Tuesday, January 15, 2013

Arms In Battle: The Gatling

Witnessing the assault on San Juan Hill, Col. Roosevelt decided to cross the steep ravine from Kettle Hill to San Juan Hill to support the fighting still going on there. Calling for his men to follow him, he ran forward, only to find just five of the Rough Riders following him (most had not heard his command). Roosevelt returned and gathered together a larger group of his men, leading them down the western slope of Kettle Hill, past a small lagoon, and up the northern extension of San Juan Hill, but the fighting was over for the top of the heights.
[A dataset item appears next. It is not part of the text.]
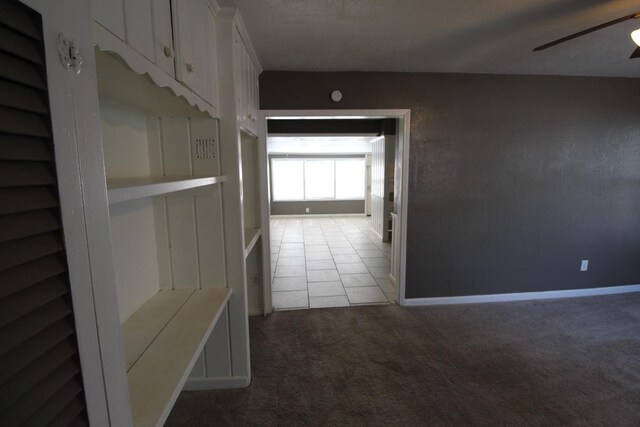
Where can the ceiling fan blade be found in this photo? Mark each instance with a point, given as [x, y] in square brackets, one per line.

General Summer intercepted Roosevelt and ordered him back to Kettle Hill immediately to prepare for the expected counterattack. When he returned his men were exhausted and his horse was again spent from the heat. A counterattack directed at Kettle Hill by some 600 Spanish infantry was stopped primarily by the fire of a single ten-barreled .30 Gatling Gun manned by Sergeant Green of the Gatling Gun Detachment, which (according to Spanish officers captured after the attack) killed or wounded all but 40 of the Spanish attackers.[18]

You read that right. Five hundred and sixty men mowed down by a single Gatling Gun isn't anything I'd normally take as gospel, but there's enough eye witness evidence to prove it. We really didn't have the rifles to compete with the Spaniards, but the Gatling's struck fear into them and well it should have.